One of these days, I’ll get around to sending those boys-now-turned-men a note:

Hey, back then I knew you were probably to young to understand, so I tried to make it look like we were just about “having some fun.” With these drums. These drums from Guinea. But did you know that Langston Hughes was not only a great poet, he was also a translator. Among others, of a Haitian poet named Jacques Roumain Jacques Roumain, author of this poem “The Long Road to Guinea.” Now that you’ve been there, to the place that, for so many years, was the closest I’ve ever been to a place I might call home, I suppose you’ll understand when I say to you that this work I do—this work no one seems to understand but you, this work that no one but you is willing to acknowledge or reward in any meaningful way (not unless they can steal it, of course)...this, is what that work is about.
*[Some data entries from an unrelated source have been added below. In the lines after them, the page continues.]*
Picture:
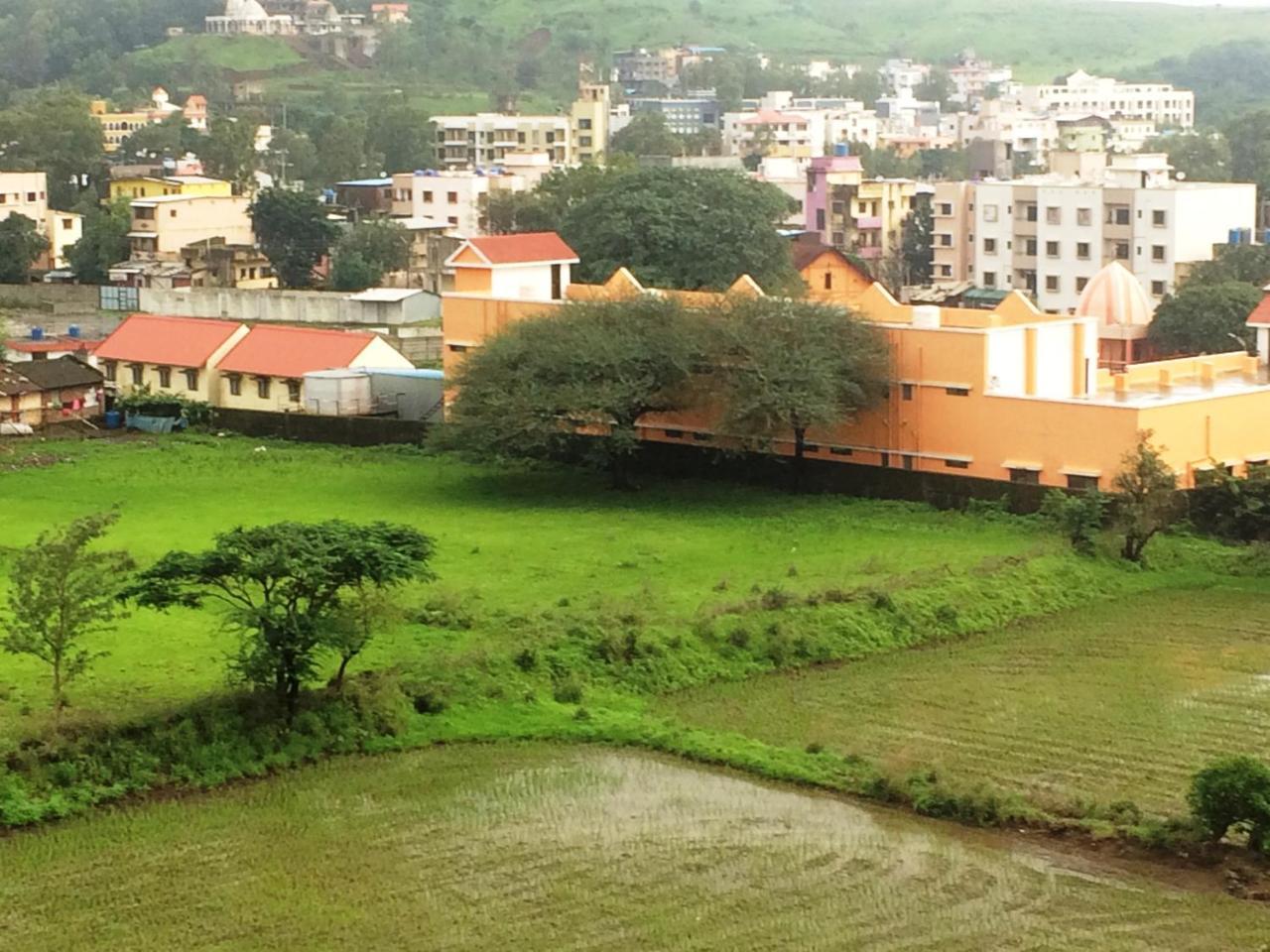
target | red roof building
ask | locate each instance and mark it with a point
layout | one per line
(169, 341)
(294, 352)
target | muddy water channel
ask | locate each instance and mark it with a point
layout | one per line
(561, 848)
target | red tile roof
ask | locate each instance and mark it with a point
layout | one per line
(175, 341)
(24, 345)
(1261, 312)
(294, 352)
(524, 249)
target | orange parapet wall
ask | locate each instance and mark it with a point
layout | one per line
(1011, 394)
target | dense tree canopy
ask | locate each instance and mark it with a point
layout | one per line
(21, 244)
(285, 588)
(293, 230)
(103, 243)
(1205, 318)
(594, 366)
(785, 367)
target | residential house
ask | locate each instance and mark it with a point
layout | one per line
(1011, 394)
(1083, 93)
(853, 213)
(1048, 235)
(457, 198)
(266, 368)
(168, 354)
(159, 185)
(46, 391)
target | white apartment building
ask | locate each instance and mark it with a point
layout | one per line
(454, 198)
(1048, 235)
(1101, 95)
(484, 140)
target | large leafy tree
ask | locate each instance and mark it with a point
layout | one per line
(1205, 317)
(684, 229)
(1146, 498)
(62, 594)
(103, 243)
(785, 367)
(53, 131)
(289, 589)
(589, 368)
(367, 252)
(293, 230)
(21, 244)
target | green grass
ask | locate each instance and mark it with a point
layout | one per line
(1118, 701)
(540, 848)
(238, 54)
(511, 546)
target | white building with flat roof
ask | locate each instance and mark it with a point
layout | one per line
(1102, 95)
(1048, 235)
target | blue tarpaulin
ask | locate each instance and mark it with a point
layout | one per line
(155, 424)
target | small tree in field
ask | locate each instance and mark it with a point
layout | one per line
(1146, 497)
(63, 593)
(589, 367)
(785, 367)
(285, 587)
(1233, 791)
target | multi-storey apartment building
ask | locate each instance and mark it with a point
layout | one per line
(853, 213)
(1082, 93)
(1048, 235)
(457, 198)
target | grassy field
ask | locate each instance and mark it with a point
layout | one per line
(562, 851)
(1119, 701)
(509, 546)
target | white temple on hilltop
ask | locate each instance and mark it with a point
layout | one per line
(248, 18)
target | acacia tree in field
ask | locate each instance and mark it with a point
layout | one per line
(594, 367)
(285, 587)
(1146, 498)
(64, 593)
(785, 367)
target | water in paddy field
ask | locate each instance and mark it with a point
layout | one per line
(558, 849)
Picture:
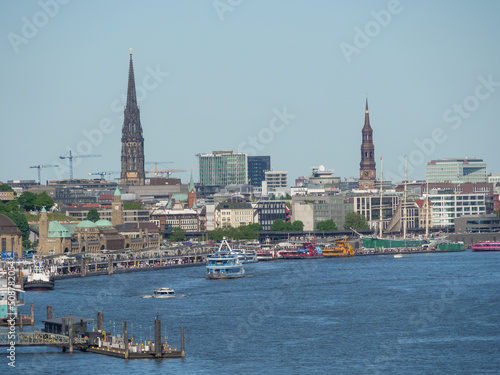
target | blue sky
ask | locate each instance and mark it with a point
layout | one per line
(285, 78)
It’s about the Long Road to Guinea.

It's the long road to Guinea
Death takes you down
Here are the boughs, the trees, the forest
Listen to the sound of the wind in its long hair
of eternal night

It's the long road to Guinea
Where your fathers await you without impatience
Along the way. They talk
They wait
This is the hour when the streams rattle
like beads of bone

It's the long road to Guinea
No bright welcome will be made for you
In the dark land of dark men:
Under a smoky sky pierced by the cry of birds
Around the eye of the river
the eyelashes of the trees open on decaying light

There, there awaits you beside the water a quiet village
And the hut of your fathers, and the hard ancestral stone
where your head will rest at last

I’m so damn glad you got there.

Today, that will have to be remuneration enough. Today, that will have to pay the rent. For everything else, there’s Mastercard, right?